Gelin yüzleşelim! Yüz yüze gelelim, oturup konuşalım. İşimiz düştüğü için değil, hâl hatır sormak için konuşalım. Bir fikri birlikte pişirelim. Birlikte kazanıp birlikte paylaşalım. Hükümet seçmeniyle yüzleşmeli; sendikalar da üyeleriyle. Maalesef yüzleşmeye yüzümüz kalmıyor. Gücü alana kadar meydandayız, halkın içindeyiz. Sonrasında halktan kaçıyoruz.
Bir başka konu da sendikacılığın Türkiye’de hâlâ tam manasıyla oturmadığı noktasındadır. Hükümete siyaseten yakın bir sendikanın güçlü muhalefet etmesi imkânsız hâle geliyor. Çünkü hükümet, elindeki kadroları dağıtırken bu yakınlığa dikkat diyor. Bu durum pazarlık masasında sendikaların elini zayıflatıyor. Sendika, bir üyesini bürokraside iyi bir noktaya getirmek isteyebilir. Bu arzu, tüm sendikalar için masumca bir taleptir de. Hükümetin bir sendika üyesine “kıyak geçme” gibi bir ayrıcalığı olursa, ki bu durumlar oluyor, sizin de eliniz zayıflar. Ne yaparsanız yapın masaya zayıf oturursunuz. Bu genel bir durumdur Türkiye’de. Geçmişte var olan marazlı anlayış çok değişmedi. Hükümetin zokası ballı kadrolardır. Dikkat etmek lazım.
Gelin yüzleşelim!
Önce kendimizle başlayalım yüzleşmeye. Kendimize verdiğimiz sözlere bakalım. Sonra ailemize, komşumuza, akrabalarımıza, yakın çevremize, iş arkadaşlarımıza, amirlerimize, memurlarımıza… Yaşadığımız şehirle yüzleşelim. Ülkemizle yüzleşelim. Dünya ile yüzleşelim. Kâinata açılalım, açalım yüzümüzü. Herkes irtibat içinde olduğu her şeyle yüzleşmelidir. Nihayetinde asıl yüzleşme mahşerde olacaktır. O büyük güne hesap bırakmadan yüzleşelim.

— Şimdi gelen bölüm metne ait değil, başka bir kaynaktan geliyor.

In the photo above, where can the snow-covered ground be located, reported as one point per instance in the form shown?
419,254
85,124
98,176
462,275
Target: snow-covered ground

“Toplu yüzleşme” olmadan Toplu Sözleşme olamaz bu toplumda. Bu arada, işverenin umursamaz tavrını anlamak da zor. MEMUR-SEN’in yükü daha ağır, işveren daha rahat. MEMUR-SEN, demokrasiyi tesis için şöyle böyle fedakârlık yaptık, büyümeden payımızı istiyoruz, diyor ama işveren dünü çabuk unutmuş ve vefasız yâr gibi yüzünü dönüyor. Anlaşılan kimse yüzleşmek istemiyor ama toplu yüzleşme olmadan hiçbir şey olmaz, bilinsin isteriz. Vesselam.